Prediction of Photosynthetic Carbon Assimilation Rate of Individual Rice Leaves under Changes in Light Environment Using BLSTM-Augmented LSTM

Abstract

A model to predict photosynthetic carbon assimilation rate (A) with high accuracy is important for forecasting crop yield and productivity. Long short-term memory (LSTM), a neural network suitable for time-series data, enables prediction with high accuracy but requires mesophyll variables. In addition, for practical use, it is desirable to have a technique that can predict A from easily available information. In this study, we propose a BLSTM-augmented LSTM (BALSTM) model, which utilizes bi-directional LSTM (BLSTM) to indirectly reproduce the mesophyll variables required for LSTM. The most significant feature of the proposed model is that its hybrid architecture uses only three relatively easy-to-collect external environmental variables—photosynthetic photon flux density (Qin), ambient CO2 concentration (Ca), and temperature (Tair)—to generate mesophyll CO2 concentration (Ci) and stomatal conductance to water vapor (gsw) as intermediate outputs. Then, A is predicted by applying the obtained intermediate outputs to the learning model.

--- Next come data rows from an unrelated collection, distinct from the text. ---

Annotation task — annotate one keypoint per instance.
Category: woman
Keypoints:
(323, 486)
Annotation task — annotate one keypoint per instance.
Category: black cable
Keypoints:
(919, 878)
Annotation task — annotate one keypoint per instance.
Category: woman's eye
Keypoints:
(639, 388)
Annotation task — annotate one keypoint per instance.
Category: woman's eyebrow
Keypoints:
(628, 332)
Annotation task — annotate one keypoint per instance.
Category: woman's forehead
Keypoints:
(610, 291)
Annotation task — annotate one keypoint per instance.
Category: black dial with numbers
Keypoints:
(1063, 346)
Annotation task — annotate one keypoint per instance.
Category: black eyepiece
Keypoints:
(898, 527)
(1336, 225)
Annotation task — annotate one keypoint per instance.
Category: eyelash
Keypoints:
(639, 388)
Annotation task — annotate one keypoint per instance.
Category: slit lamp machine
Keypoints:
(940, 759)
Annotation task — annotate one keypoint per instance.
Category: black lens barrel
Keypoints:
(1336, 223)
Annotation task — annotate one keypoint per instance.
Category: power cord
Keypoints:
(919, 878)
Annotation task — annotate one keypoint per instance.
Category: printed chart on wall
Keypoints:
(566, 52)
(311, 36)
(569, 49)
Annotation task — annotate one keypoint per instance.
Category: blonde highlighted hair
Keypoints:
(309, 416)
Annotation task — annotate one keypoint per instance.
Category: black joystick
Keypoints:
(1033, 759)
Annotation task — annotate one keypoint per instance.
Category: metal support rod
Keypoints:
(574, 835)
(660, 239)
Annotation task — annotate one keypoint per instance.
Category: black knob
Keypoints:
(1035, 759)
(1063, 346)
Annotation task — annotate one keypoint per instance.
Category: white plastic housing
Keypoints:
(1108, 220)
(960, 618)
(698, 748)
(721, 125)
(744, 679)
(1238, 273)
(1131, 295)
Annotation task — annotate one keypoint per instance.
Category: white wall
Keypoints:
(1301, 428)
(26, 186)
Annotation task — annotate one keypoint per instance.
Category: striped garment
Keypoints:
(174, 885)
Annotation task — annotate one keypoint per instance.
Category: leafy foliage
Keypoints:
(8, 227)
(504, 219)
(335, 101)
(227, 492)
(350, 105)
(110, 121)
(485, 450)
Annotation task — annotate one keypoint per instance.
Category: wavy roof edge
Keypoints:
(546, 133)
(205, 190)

Accordingly, in this study, 1) BALSTM (Qin, Ca, Tair) had a significantly higher A prediction accuracy than LSTM (Qin, Ca, Tair) in case of using only Qin, Ca, and Tair; 2) BALSTMCi,gsw, which had Ci and gsw as intermediate products, had the highest A prediction accuracy compared with other candidates; and 3) for samples where LSTM (Qin, Ca, Tair) had poor prediction accuracy, BALSTMCi,gsw (Qin, Ca, Tair) clearly improved the results. However, it was found that incorrect predictions may be formed when certain factors are not reflected in the data (e.g., timing, cultivar, and growth stage) or when the training data distribution that accounts for these factors differs from the predicted data distribution. Therefore, a robust model should be constructed in the future to improve the prediction accuracy of A by conducting gas-exchange measurements (including a wide range of external environmental values) and by increasing the number of training data samples.